Singapore is making its TraceTogether technology available to others around the world. The app launched 5 days ago and was downloaded by 500,000 citizens in twenty-four hours. The app uses bluetooth data from the past 21 days to track when a phone has been close enough to another to mirror how the virus might have been passed along. Personal and location data is apparently not collected, but this app joins a number of other recently created examples of technology that are raising alarm bells about the unintended consequences of some of these new apps designed to track the virus.

Silicon Valley, It’s Your Chance to Turn the Tide on Covid-19 (Wired)


Tristan Harris makes a passionate argument for Silicon Valley to come together to fight coronavirus. He suggests this is the moment for technology companies to move towards a model of  ‘duty of care’ that prioritizes the public interest over profits. The piece lists a number of different ways the companies could play a role in the response to the virus. Some may seem particularly provocative, particularly around privacy and tracking, but it might spark some necessary conversations about where the boundaries should lie.

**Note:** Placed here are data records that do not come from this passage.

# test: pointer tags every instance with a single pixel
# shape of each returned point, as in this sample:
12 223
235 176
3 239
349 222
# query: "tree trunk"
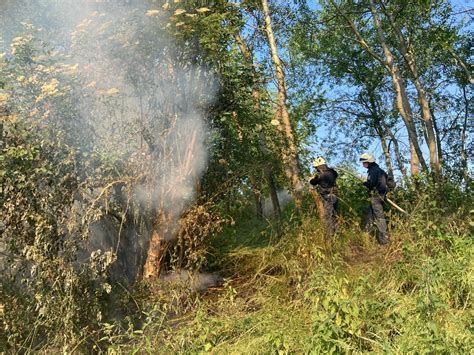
410 60
465 170
377 119
262 146
403 103
398 154
414 161
253 179
438 138
386 151
290 153
156 248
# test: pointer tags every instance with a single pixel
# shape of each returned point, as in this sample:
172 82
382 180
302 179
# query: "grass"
299 292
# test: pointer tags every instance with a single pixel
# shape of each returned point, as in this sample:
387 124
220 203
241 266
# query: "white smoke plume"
141 101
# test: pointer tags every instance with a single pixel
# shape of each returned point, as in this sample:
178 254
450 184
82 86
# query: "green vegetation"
154 176
296 291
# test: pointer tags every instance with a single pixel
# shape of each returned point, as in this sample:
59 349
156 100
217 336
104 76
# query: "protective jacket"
325 177
376 179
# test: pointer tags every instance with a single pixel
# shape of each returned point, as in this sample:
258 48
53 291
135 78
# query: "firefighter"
325 180
376 183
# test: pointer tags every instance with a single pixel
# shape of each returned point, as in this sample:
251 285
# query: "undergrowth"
291 289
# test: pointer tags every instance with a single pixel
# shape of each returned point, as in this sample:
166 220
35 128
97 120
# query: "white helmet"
367 158
319 161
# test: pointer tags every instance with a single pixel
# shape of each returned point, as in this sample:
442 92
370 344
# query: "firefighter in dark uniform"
377 185
325 180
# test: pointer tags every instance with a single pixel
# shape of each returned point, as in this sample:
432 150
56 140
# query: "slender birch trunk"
464 164
403 103
410 60
262 147
398 155
290 153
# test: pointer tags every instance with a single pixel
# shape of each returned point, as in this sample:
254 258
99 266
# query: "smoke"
140 98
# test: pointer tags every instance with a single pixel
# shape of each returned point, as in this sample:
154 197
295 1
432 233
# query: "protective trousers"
376 216
330 203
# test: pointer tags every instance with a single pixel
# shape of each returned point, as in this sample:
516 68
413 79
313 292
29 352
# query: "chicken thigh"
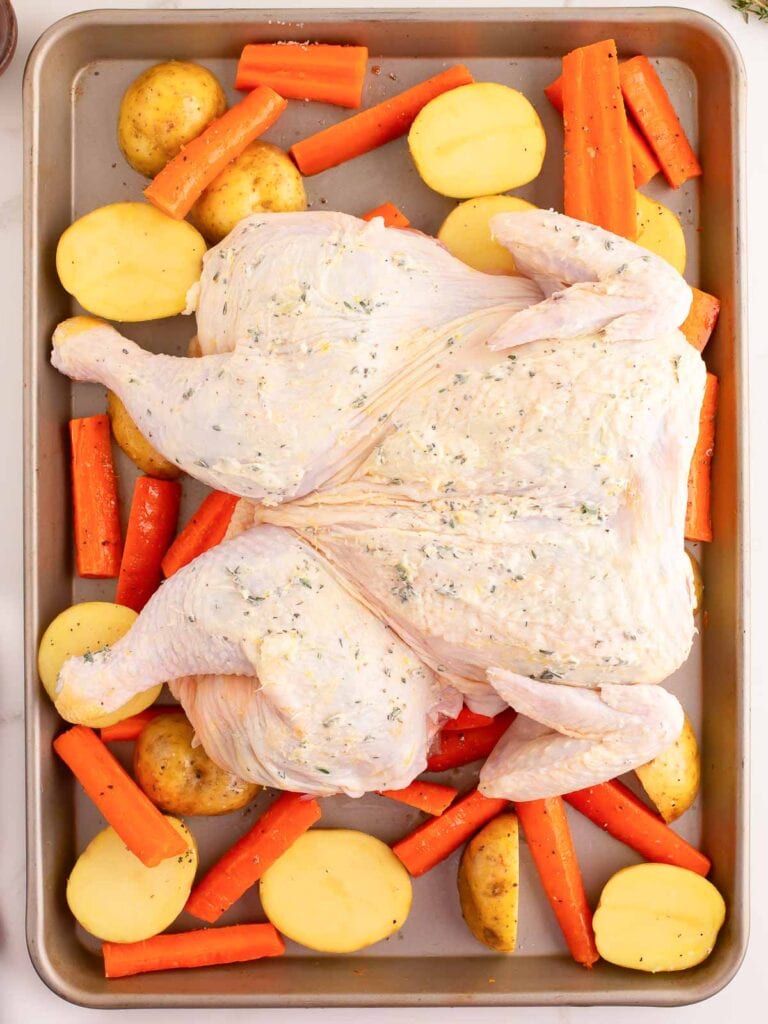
300 686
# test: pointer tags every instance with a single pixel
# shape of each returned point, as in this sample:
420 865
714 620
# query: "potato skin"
262 178
182 779
488 884
133 442
672 778
164 109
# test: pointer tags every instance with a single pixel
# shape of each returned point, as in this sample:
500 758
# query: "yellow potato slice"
84 629
117 898
128 262
466 232
337 891
660 231
489 883
672 778
478 139
133 442
657 918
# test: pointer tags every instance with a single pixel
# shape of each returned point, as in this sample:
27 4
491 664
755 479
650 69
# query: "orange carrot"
429 797
701 320
599 181
181 181
201 948
392 216
204 530
644 164
617 811
698 510
129 811
457 749
152 524
374 127
467 719
305 71
243 864
652 110
131 727
546 828
98 542
437 838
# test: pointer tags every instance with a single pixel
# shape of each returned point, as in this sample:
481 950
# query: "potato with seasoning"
181 778
79 631
263 178
164 109
657 918
466 232
129 262
672 778
133 442
117 898
488 884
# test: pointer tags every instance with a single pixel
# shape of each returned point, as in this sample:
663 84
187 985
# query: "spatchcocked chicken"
495 468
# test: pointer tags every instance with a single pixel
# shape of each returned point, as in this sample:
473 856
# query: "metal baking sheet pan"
74 82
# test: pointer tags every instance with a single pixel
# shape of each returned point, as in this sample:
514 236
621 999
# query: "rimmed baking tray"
74 81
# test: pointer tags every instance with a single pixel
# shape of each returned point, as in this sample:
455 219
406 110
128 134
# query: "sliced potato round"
84 629
117 898
262 177
337 891
133 442
466 232
478 139
181 778
164 109
673 777
660 231
657 918
488 884
128 261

YouTube Is Letting Millions Of People Watch Videos Promoting Misinformation About The Coronavirus (BuzzFeed)


While the platforms have promised to do more to promote accurate information about the coronavirus to their users, that’s not stopping anyone with an internet connection from gaming the system for clicks. What’s more, they can make all the announcements they want but that the actual act of moderating misinformation is easier said than done. BuzzFeed looked into some of the nonsense, including an American chiropractor practicing out of Tijuana, Mexico, collecting thousands of views for videos dismissing official advice to use hand sanitiser and advocating essential oils and “conscious breathing” to boost viewers immune systems. A YouTube spokesperson said the platform removes videos promoting “medically unsubstantiated methods”. The videos remain.